Manchin doesn’t want this fix: “The problem that I have with that one right now, we’re paying 90/10. So 10 percent is being paid by all the states. For states that held out and be rewarded 100 percent is not fair,” Manchin said. Because he can’t comprehend that providing coverage to 2 million people isn’t the goal, isn’t a good thing. Isn’t a thing that could also help Warnock win reelection.
“He’s raised some concerns and I think I’ve answered them,” Warnock said Monday. “Some are saying that it is unfair to people in the expansion states. I think what’s unfair is for the people of Georgia to be paying for health care that they can’t access.” Warnock might have answered those concerns, but that’s not a guarantee Manchin actually listened.
Manchin’s other “big concern right now” is expanding Medicare services to include dental, vision, and hearing coverage. “Medicare and Social Security is a lifeline to people back in West Virginia, most people around the country,” he told reporters. “You’ve got to stabilize that first before you look at basically expansion so if you’re not being fiscally responsible that’s really concerning.” Those are also things that could be relatively easily fixed, for example by Medicare being allowed to negotiate drug prices and save billions. That’s being opposed by fellow Democrats Kyrsten Sinema and Bob Menendez, so Manchin isn’t the only villain on that front.

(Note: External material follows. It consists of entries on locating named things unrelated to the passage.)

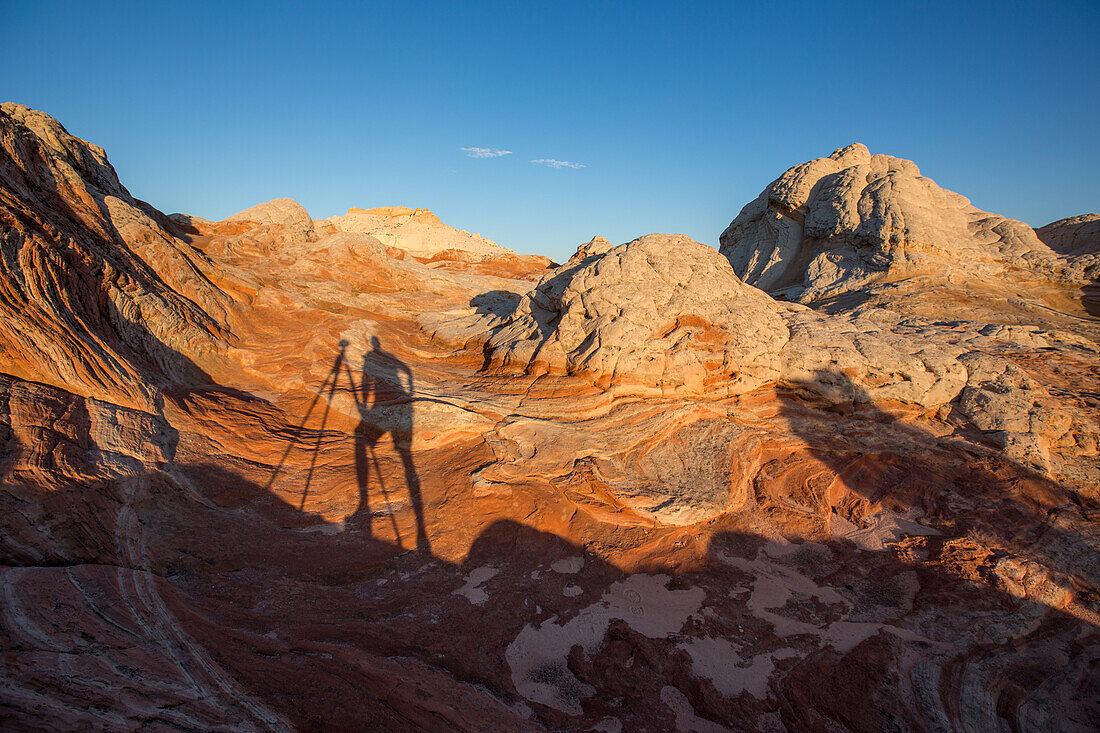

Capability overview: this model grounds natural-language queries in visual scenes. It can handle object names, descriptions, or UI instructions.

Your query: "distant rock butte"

[721,143,1100,323]
[0,103,1100,732]
[1035,214,1100,256]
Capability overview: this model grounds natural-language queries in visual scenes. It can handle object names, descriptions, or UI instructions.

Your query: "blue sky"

[0,0,1100,260]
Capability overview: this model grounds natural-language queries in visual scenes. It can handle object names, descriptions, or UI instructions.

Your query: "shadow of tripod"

[264,339,402,547]
[355,337,431,551]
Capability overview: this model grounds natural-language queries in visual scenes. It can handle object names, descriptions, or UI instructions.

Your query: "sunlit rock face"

[0,105,1100,731]
[0,102,228,406]
[488,234,789,394]
[721,143,1097,314]
[1035,214,1100,256]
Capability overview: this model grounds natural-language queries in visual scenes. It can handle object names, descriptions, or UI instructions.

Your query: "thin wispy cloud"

[459,147,512,157]
[531,157,586,168]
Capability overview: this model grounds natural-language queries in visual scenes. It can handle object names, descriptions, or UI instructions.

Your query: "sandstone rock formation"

[0,105,1100,731]
[318,206,517,260]
[1035,214,1100,256]
[0,102,228,407]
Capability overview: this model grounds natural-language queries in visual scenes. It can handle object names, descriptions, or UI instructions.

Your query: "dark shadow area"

[470,291,520,318]
[780,371,1100,614]
[348,336,431,551]
[264,336,431,551]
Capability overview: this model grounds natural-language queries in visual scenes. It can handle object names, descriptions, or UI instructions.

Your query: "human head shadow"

[259,336,430,551]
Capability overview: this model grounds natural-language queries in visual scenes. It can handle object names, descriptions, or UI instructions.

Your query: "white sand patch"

[550,557,584,576]
[505,575,706,715]
[454,566,501,605]
[661,685,732,733]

Meanwhile, House leadership has been leaning hard on progressives to swallow whatever Manchin will allow in the package. “Embrace this,” Speaker Nancy Pelosi reportedly told them in a Monday evening meeting. “And have a narrative of success.”
“If we don’t act like we are winning, the American people won’t believe it either,” House Majority Leader Steny Hoyer told them. Act like you’re winning, even though everything Biden and you promised to bring them in the last election isn’t going to be delivered. Sure.
Progressives are holding out to the degree they can. Washington State Rep. Pramila Jayapal, head of the Congressional Progressive Caucus, told CNN’s Manu Raju that her group still wants this bill and the bipartisan hard infrastructure bill to pass together because, basically, you can’t trust Manchin and Sinema.
That said, the fight will be making sure that the two bills are voted on together and that Manchin and Sinema don’t pull the rug out from under them, because they’re prepared to get whatever they can get out of the larger bill.
“The vast majority of our priorities are in, but there are a couple of areas where that’s still not the case,” Jayapal told reporters Monday night. “What we’ll continue to do is push as hard as we can, but just recognize that there are 50 senators and we have no margin in the Senate.” She added the caveat, “Nobody should take progressive votes for granted.”